A sturdy wooden bar carves an arc through the main room which is where you want to plonk yourself for a wine date with ex-Vue De Monde sommelier Sylvain Taupenas, and a plate of steak frites.
This is a bar designed with a clear idea of how people like to drink – which should come as no surprise since Gerald Diffey and Mario di Ienno of legendary wine bar Gerald’s had a hand in consulting.
There’s a short sharp by-the-glass list that runs from Burgundy to Abruzzo to Margaret River, and they’re all available by the 50ml taster ($4 fun!), glass or carafe. Every night a couple of bigger options are on pour like a Vincent Dancer Meursault Les Corbins – a white Burgundy which delivers a mineral punch to the schnozz and another to the wallet at $30 a pop. Still not satisfied? You can raid the 3,500 bottles from next door. Corkage is $15 – bugger all when you consider bottle mark-ups are usually 100 percent minimum in bars – and if the bottle you swipe is over $80, corkage is free. Sluicing your team with Champagne has never been less extravagant.
All hail the straight-shooting European menu too, designed by Brigitte Hafner of Gertrude Street Enoteca. There’s a French cheese and Italian sausage party going on in the cabinet behind the bar and counter-side, you’ll find ice buckets of briny little Moonlight Flat oysters which get shucked on demand. Cellophane thin sheets of salami peel off the hand-cranked red slicer and are piled up with soft slabs of cherry-studded pork and duck terrine with bundles of pickles and grilled bread. Crisp-shelled croquettes are filled with jamón-flecked béchamel and there’s even a big old bowl of well oiled-up eggplant and tuna spaghetti.

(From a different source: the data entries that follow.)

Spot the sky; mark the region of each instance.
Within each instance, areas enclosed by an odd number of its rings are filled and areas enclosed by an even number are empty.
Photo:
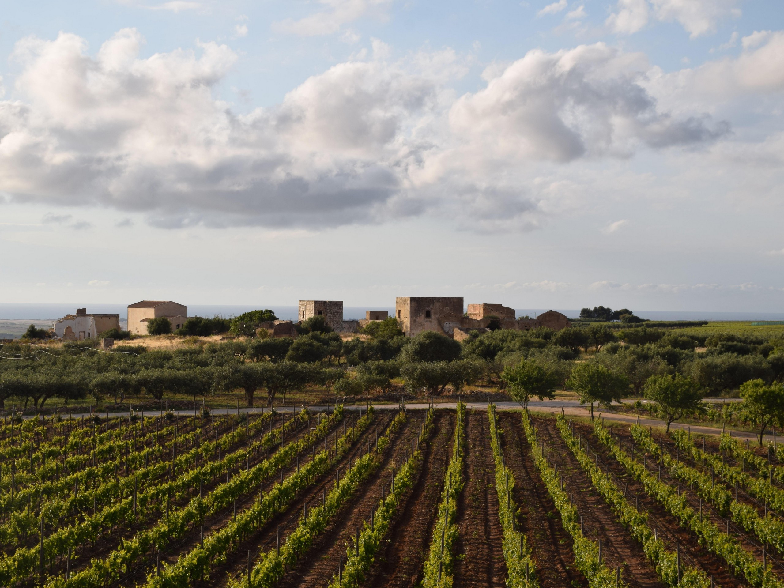
[[[784,309],[784,4],[0,14],[0,303]]]

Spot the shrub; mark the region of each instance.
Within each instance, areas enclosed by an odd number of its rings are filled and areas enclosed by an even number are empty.
[[[238,336],[255,337],[256,329],[261,323],[277,320],[278,317],[275,316],[275,313],[268,308],[265,308],[263,310],[244,312],[238,317],[231,319],[229,332]]]
[[[150,335],[169,335],[172,332],[172,321],[165,317],[158,317],[147,321],[147,333]]]

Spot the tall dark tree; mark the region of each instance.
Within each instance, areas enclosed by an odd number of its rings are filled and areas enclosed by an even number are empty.
[[[702,405],[699,386],[681,374],[652,376],[645,383],[645,397],[659,405],[668,433],[673,420],[699,410]]]
[[[594,363],[575,366],[566,385],[579,394],[581,405],[590,405],[591,420],[593,420],[594,404],[609,406],[613,401],[620,401],[629,389],[629,383],[623,376]]]
[[[460,343],[435,331],[417,335],[403,347],[404,361],[452,361],[460,357]]]

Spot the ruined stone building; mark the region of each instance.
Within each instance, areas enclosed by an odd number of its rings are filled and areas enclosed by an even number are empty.
[[[463,298],[456,296],[400,296],[395,299],[395,315],[401,328],[413,337],[423,331],[435,331],[458,340],[470,336],[470,331],[512,328],[527,331],[536,327],[559,330],[569,326],[565,315],[548,310],[536,318],[515,318],[514,309],[501,304],[469,304],[463,313]]]
[[[172,329],[180,328],[188,317],[188,307],[171,300],[142,300],[128,305],[128,330],[136,335],[147,335],[147,324],[153,318],[165,317]]]
[[[110,328],[119,330],[119,314],[88,314],[86,308],[78,308],[75,314],[67,314],[54,324],[54,334],[65,341],[81,341]]]
[[[354,332],[359,328],[358,321],[343,320],[343,300],[299,300],[297,318],[300,322],[321,316],[336,332]]]
[[[452,336],[455,327],[463,324],[462,297],[398,296],[394,308],[400,328],[409,337],[423,331]]]

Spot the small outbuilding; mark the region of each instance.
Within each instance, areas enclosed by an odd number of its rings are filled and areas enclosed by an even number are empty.
[[[66,314],[54,324],[54,334],[65,341],[81,341],[111,328],[119,330],[119,314],[88,314],[86,308],[78,308],[75,314]]]
[[[165,317],[172,328],[180,328],[187,320],[188,307],[171,300],[142,300],[128,305],[128,330],[134,335],[147,335],[147,324],[153,318]]]

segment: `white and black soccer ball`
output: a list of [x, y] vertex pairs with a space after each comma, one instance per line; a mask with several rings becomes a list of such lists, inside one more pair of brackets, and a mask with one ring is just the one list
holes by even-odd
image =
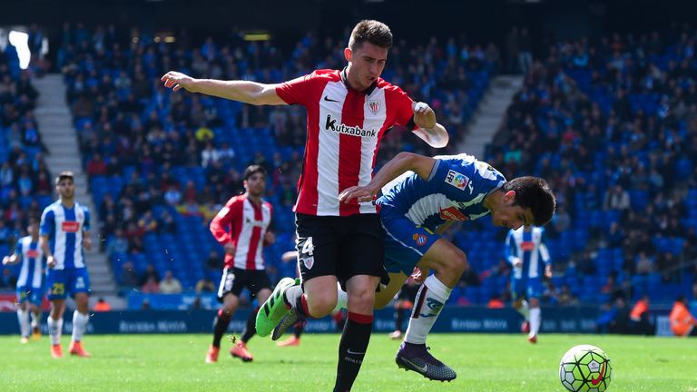
[[573, 347], [559, 363], [562, 385], [572, 392], [604, 392], [610, 386], [612, 376], [610, 358], [595, 346]]

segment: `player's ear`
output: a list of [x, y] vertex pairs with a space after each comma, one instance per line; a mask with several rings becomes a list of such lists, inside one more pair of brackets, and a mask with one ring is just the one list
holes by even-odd
[[515, 191], [508, 191], [506, 192], [504, 194], [504, 201], [508, 205], [513, 204], [513, 202], [515, 201]]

They’re catering to wine buffs, but by no means exclusively. For every silvertail wearing slacks and talking Baume, you’ll find a rowdy gaggle of punters content with the tasty snacks and $9 glasses of whatever-you’ve-got-I-don’t-care.
Service is friendly, the price is right – hell, even the temperature’s balmy. The drought has broken, South Melbourne. Go now and go nuts.